Description
Stephan Vanfleteren – Belgicum
Publisher: Hannibal, 2019
Hardcover, 216 pages, English/Dutch/French
Size: 29,5 x 29,5 cm
Signed copy!
New in seal
This monograph on the work of Belgian photographer Stephan Vanfleteren offers a portrait of Belgium, homeland of the photographer, offering a visual testament to the country and its people. The photographs document the phenomena of everyday life in Belgium.

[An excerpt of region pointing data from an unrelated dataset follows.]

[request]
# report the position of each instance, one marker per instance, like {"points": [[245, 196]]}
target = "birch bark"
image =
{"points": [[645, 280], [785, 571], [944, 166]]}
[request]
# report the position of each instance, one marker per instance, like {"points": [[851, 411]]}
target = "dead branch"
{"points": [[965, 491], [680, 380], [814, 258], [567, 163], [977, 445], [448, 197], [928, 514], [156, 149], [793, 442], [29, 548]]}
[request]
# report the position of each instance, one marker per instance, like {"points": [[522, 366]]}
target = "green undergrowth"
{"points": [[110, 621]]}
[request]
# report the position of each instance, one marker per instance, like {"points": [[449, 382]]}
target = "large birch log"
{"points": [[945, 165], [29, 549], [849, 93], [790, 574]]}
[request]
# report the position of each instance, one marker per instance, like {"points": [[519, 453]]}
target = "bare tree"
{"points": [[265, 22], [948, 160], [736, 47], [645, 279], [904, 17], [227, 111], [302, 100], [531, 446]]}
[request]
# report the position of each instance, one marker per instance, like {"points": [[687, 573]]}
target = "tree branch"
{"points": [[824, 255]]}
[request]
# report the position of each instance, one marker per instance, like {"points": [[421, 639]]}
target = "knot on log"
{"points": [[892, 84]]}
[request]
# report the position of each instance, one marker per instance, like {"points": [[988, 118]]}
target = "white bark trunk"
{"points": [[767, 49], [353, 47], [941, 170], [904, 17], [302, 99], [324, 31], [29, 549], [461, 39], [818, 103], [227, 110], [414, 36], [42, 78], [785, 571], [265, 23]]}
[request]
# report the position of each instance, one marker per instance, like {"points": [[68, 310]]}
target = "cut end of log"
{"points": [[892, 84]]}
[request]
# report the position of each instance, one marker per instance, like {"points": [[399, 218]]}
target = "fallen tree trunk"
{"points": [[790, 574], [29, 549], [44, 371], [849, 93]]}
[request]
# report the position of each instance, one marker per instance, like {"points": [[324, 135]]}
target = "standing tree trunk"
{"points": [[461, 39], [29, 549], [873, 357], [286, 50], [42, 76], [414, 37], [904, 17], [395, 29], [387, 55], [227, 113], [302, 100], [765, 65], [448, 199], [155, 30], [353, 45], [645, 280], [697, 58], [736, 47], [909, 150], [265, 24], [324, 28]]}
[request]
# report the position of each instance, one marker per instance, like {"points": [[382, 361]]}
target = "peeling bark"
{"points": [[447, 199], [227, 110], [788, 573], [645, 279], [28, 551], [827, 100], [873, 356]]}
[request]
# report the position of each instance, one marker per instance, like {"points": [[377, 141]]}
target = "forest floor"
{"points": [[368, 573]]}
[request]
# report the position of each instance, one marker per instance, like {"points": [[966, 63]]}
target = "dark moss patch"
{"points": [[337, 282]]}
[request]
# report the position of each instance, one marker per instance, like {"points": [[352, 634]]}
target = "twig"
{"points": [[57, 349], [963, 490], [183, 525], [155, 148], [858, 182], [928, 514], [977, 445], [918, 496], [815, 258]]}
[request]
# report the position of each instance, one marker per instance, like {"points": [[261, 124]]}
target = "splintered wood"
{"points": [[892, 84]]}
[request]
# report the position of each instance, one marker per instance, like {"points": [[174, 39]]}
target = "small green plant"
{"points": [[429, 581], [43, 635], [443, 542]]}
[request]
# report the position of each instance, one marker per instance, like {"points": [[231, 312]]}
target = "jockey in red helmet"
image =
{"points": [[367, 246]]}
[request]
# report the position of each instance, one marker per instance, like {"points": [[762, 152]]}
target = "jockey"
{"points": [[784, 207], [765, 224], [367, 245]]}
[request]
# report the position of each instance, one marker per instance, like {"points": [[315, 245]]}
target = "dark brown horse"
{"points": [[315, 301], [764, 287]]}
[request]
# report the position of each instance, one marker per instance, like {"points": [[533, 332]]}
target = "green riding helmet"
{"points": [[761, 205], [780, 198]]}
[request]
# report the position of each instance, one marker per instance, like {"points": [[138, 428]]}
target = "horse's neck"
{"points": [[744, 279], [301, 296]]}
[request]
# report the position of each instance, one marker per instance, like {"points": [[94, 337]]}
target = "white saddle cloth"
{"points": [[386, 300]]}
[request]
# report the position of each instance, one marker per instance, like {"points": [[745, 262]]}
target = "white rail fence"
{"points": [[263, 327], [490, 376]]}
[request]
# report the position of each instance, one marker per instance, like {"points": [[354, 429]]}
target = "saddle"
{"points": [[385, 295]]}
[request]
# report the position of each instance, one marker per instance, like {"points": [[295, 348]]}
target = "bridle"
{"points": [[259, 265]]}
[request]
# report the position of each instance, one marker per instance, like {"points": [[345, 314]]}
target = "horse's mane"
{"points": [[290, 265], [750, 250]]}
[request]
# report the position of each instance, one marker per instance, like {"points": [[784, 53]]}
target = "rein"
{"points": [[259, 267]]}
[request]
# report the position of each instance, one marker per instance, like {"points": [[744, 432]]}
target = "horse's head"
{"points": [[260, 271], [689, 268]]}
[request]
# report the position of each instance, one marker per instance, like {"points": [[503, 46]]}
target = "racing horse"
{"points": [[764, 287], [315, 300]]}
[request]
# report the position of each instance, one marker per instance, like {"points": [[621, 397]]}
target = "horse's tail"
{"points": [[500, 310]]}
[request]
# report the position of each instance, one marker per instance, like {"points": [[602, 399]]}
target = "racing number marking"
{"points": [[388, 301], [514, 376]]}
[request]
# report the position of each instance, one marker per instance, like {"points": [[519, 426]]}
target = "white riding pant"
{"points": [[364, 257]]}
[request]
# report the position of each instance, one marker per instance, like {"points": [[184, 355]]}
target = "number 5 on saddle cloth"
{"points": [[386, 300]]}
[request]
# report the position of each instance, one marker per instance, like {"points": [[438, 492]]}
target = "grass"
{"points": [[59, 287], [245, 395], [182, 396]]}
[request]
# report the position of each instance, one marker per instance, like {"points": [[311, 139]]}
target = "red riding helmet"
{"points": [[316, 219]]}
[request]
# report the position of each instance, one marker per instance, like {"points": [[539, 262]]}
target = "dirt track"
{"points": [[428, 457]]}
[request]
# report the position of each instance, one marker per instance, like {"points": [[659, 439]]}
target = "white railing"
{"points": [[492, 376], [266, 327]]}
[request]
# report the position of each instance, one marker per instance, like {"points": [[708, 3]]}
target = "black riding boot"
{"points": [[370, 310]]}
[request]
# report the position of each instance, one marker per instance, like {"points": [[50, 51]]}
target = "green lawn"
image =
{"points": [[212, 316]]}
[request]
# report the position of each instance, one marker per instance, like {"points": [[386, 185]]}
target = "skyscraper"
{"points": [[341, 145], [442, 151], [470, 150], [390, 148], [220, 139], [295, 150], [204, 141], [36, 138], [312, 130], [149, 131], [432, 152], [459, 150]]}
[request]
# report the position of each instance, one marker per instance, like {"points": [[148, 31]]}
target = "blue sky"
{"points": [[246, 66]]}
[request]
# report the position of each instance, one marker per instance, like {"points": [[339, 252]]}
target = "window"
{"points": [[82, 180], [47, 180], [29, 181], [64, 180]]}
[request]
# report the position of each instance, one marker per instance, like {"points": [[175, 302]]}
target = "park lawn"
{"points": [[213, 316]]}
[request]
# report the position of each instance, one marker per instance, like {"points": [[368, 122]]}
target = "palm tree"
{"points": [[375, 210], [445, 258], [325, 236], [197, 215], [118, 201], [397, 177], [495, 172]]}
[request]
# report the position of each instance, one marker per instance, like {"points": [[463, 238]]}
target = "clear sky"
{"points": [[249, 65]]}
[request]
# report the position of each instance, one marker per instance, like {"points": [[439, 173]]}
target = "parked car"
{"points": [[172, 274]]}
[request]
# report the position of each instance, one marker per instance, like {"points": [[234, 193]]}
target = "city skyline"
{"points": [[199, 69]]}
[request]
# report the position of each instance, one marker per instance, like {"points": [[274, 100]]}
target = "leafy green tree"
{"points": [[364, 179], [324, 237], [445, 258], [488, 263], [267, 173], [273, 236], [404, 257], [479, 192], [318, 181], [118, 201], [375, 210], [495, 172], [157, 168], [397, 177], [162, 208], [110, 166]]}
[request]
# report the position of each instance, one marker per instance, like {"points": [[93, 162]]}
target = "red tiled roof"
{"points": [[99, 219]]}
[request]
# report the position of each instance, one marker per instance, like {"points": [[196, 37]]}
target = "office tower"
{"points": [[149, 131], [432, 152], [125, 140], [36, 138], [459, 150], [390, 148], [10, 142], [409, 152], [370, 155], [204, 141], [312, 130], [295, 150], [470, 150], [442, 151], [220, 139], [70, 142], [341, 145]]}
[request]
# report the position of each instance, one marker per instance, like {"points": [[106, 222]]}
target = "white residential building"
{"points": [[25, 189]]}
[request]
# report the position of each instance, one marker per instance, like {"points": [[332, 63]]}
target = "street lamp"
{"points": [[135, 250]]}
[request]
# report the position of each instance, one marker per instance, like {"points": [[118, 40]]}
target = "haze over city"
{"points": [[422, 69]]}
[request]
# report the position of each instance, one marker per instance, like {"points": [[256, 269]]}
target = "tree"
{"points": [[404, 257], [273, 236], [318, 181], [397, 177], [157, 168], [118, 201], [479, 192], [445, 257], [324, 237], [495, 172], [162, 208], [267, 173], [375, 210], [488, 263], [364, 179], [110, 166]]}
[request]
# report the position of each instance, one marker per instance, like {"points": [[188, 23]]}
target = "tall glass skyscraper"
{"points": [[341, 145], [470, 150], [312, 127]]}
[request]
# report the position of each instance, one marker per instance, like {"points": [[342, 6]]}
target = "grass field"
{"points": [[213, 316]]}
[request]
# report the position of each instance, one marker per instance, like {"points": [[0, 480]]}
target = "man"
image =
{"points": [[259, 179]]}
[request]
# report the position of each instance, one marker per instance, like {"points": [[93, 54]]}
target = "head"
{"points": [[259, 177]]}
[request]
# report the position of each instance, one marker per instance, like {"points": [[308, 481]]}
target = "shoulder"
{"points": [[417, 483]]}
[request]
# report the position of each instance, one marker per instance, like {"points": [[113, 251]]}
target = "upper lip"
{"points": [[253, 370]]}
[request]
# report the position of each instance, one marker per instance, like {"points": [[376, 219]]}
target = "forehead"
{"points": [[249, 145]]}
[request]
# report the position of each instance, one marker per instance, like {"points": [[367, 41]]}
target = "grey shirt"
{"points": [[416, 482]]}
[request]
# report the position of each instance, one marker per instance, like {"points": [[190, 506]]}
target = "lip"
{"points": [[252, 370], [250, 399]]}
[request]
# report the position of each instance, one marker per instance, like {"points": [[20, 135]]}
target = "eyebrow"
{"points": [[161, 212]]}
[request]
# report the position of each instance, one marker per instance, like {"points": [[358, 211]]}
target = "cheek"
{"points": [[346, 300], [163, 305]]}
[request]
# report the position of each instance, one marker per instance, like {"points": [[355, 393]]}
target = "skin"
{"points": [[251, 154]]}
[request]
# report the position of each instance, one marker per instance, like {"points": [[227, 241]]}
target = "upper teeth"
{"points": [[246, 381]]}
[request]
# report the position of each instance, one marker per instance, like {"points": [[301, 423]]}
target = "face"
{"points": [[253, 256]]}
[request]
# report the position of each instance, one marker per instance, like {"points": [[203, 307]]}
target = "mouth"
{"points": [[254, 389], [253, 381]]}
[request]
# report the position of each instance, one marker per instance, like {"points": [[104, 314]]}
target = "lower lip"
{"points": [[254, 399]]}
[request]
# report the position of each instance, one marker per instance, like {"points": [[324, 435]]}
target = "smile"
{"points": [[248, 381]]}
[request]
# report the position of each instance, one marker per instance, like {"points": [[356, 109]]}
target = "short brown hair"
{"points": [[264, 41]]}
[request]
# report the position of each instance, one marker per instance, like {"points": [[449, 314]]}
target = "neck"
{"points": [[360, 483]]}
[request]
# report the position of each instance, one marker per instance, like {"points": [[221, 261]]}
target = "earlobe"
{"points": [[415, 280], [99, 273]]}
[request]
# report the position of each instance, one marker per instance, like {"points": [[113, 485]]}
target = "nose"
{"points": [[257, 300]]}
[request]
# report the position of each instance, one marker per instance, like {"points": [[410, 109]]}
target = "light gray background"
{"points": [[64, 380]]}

It began twenty years ago and became a one of a kind undertaking, which turned into an unusual hommage to his home country. The Latin title BELGICUM means “Belgian” and is the all-encompassing tag line to what Stephan Vanfleteren discovered during his many travels deep into his home country. Belgium was carved out of the southern provinces of the so-called Low Countries in 1830 in spite of the fact that the area had to merge two different cultural identities. One is french-speaking and Catholic, influenced by the southern neighbor country France. The other one is Flamish-speaking and Protestant adjacent to the Netherlands.
When Vanfleteren started his mission he was looking to discover meaningful moments in the daily lives of people. And so he went to every corner of Belgium, where he captured a multi-faceted and distinctive caleidoscope of portraits and landscapes and telling moments.